Professor Mary Gagen is a broadly-trained physical geographer with a research specialism in climate change. She is interested in exploring how environmental change impacts our planet’s forests and the elements of the carbon and water cycles played out in forests, and in the records of past global change that ancient trees contain. She currently carries out research in the northern Boreal forest areas of Fennoscania and in lowland tropical rainforest in Sabah, Malaysian Borneo. Her research is funded by Research Council’s UK, National Geographic, the European Union and Welsh Government.
Professor Gagen has a particular passion for taking academic research out of the university and working with school children and members of the public to involve them in research. She teaches key skills for scientists and runs a work placement module for geography students. She runs Swansea’s College of Science outreach programme, S4, funded by the Welsh Government’s National Science Academy.

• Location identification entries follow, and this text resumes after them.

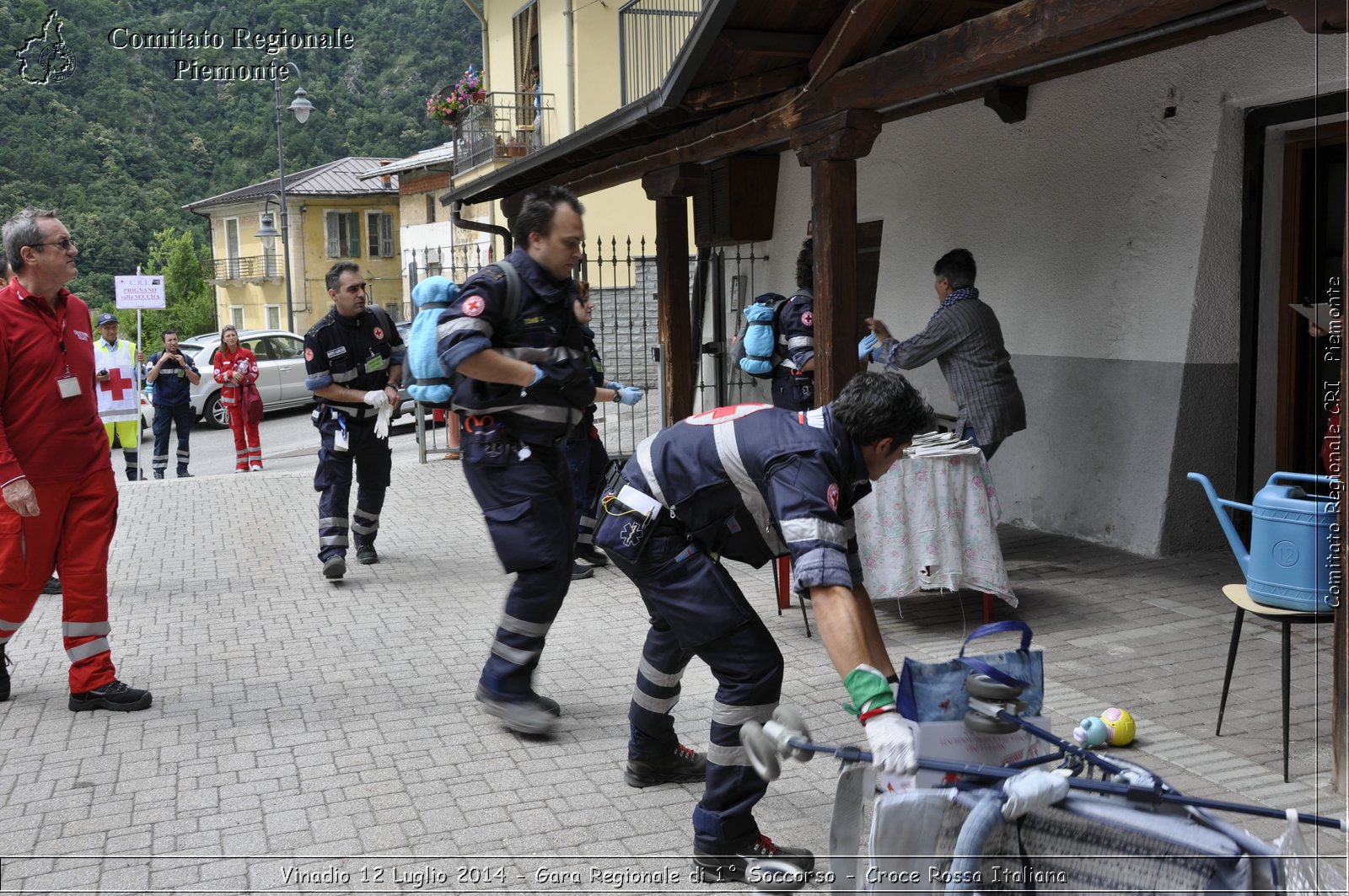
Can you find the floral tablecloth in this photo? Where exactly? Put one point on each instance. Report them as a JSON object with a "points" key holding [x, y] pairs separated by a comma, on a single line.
{"points": [[931, 523]]}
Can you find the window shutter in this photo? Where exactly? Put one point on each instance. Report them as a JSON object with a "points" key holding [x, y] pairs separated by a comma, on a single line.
{"points": [[332, 235], [354, 233]]}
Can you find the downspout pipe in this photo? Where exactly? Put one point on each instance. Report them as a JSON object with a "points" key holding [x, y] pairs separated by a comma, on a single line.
{"points": [[459, 220]]}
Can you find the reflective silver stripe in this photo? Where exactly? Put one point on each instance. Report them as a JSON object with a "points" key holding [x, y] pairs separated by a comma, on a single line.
{"points": [[728, 453], [739, 716], [656, 676], [536, 355], [85, 651], [513, 655], [644, 460], [809, 529], [528, 629], [452, 327], [718, 754], [81, 629], [654, 705]]}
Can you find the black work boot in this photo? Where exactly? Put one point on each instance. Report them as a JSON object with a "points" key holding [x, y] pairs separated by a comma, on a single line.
{"points": [[739, 862], [681, 765], [114, 695]]}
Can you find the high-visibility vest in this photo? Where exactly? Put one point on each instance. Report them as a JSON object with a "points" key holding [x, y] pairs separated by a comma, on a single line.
{"points": [[118, 397]]}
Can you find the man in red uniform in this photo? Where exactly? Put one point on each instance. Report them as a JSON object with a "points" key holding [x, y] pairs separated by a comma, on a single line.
{"points": [[58, 503]]}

“I was not a strong student in school, I am quite unusual as an academic in that respect and it’s something I talk about with school students a lot. I got BBC in my A Levels, and got a solid 2:1 degree, not a first; I am by no means an A* pupil! I think it’s really important to let students know that science isn’t ‘just for the brainy kids’ - we project such a narrow view of science and higher education sometimes. That’s not to say that education and science are easy, you have to work hard and there’s some luck involved. I happen to be quite good at sideways thinking and problem-solving, and I’m good at getting diverse groups of people to work together, so I have some particular skills that are useful for being a scientist and an academic but I am in no way ‘the brainy kid’!
I did absolutely love geography in school though. That was partly as a result of having a very inspirational geography teacher when I was quite young and also because I was a very ‘outdoorsy’ kid. I just wanted to be outside and outside was where the geography and geology was, so those were my favourites!
Having the range of a geographer allows me to connect with many different people from many different walks of life. That’s really important so that we can connect science and research with a more diverse section of the population, geography is a great ‘gateway’ subject like that, someone could find they were really inspired by a little bit of geography in school and it takes them off into their own journey and into some entirely different career. I love that I meet ‘geographers’ all the time using their geographical skills in a huge variety of ways.